COUPLAND: By accident. I never wanted to be a writer. Now that I do it, there's nothing else I'd rather do. I trained as a designer and a sculptor, but I started writing about art as a very enjoyable way to pay my studio costs in two days worth of work. I mean, what a scam! I can't believe people actually get paid for this! It wasn't until I had been doing it for a year and a half that I realized I loved doing it and had a flair for it, and figured writing was what I should be doing instead.
MUSE: Has art been an indirect influence in your writing?
COUPLAND: Directly, not even indirectly. In my head still, I'm not part of the literary world. I write for the art magazines, not for literary magazines. A lot of ways in my head, pages in books should be glued to a wall so you can look at it that way instead of the book way.
MUSE: Is it true that you designed line of furniture that's about to come out?
COUPLAND: Oh, it's out already! Okay, this is like dirty little secrets time ... after I graduated from art school and before I went to school in Japan, there was a period when I had no idea what I wanted to do in my life. Art school in some ways prepares you for the sort term, it doesn't prepare you for the long term. So I got a job designing baby cribs. They had these really scary old cribs like something you'd see in mental institutions in the `40s. I just sort of made them look new. Half the baby cribs in North America were designed by me. No one knows that.
MUSE: Do you ever get tired of being "that guy" that coined the term "Generation X?"
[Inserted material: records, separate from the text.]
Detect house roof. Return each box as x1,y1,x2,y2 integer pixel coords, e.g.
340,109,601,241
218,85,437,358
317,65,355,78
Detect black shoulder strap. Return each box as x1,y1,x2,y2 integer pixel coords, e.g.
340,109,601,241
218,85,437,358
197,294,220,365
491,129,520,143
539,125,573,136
COUPLAND: No, it's a book I wrote. That's all it's ever been. I'm proud of it. Say you had a kid who won a medal for doing the luge in the Olympics. "What's it like having a kid who won a luge medal in the Olympics?" "Umm ... I don't know, it's my kid!" So it's like ... I don't know, it's my book. Here's a cool question for you. How do you tell your parents you want to learn to luge? I guess you'd better move someplace where they have a mountain.
MUSE: Was "Life After God" modeled after a specific religious upbringing you had or lack thereof?
COUPLAND: My mom has a degree in comparative theology and my dad doesn't believe in anything. They decided to bring us up with absolutely nothing. My mother wanted us to make up our own minds, which is really nice of her. Someone told me that Jewish people don't believe in the afterlife. I thought, aahhh! I don't know what I believe in, but there's got to be something. The other day someone asked me if you ever worry about where you were before you were born? No. So then why should you worry about where you were after you die? I've felt really good ever since.
MUSE: A large theme in "Life after God" and "Shampoo Planet" seems to be nature. Is your ideal place to live in nature?
COUPLAND: My ideal place. Henderson Lake, British Columbia. It's in central Vancouver Island and it's the rainiest place in North America. It's just fantastic. I love rain. It's wild.
MUSE: What's one major thing you prefer about the U.S. over Canada?
COUPLAND: Good question. I never thought about it that way before. Well, Americans do things. I know that sounds really strange. Canadians sit around talking themselves out of doing everything.
MUSE: In writing "Miss Wyoming," how did you research beauty pageant sub-culture?
COUPLAND: I made up a lot of it. Like what's it's like to be in a soundproof booth. There's nothing on the subject. Well, it'll probably be plywood. And creating silence is too expensive, so it'll probably sound like the inside of a suntanning booth. In New York, when the hardcover came out, this woman asked me, "How did you know what its like to be in a soundproof booth?!" Research.
MUSE: How is "Miss Wyoming" different from your other novels?
COUPLAND: The other books are very meditative. With this one, the challenge was to just keep it going.
MUSE: Is it true that "Microserfs" is being made into a film? Who would you want in it if you could pick the cast?
COUPLAND: Oh, no, it got killed. It was all set to go at MGM but then the dot com crash happened and everyone panicked and said, "Who's going to want to read about a bunch of people in tech?" I'd want Joan Allen, I think she'd be great as the mom. You know who I like? Katie Holmes from "Dawson's Creek." I think she's just great! She's really neat.
MUSE: Are you working on anything new currently?
COUPLAND: Yeah, I am. My next book is done. It comes out in September. It's called "All Families are Psychotic." It's a very personal book, actually. I'm also doing this book right now for a Japanese company. They're publishing it directly into Japanese. There's nothing quite like it. Which means it will not find an audience, or really find an audience. So when I get back after dinner, I'll be typing away.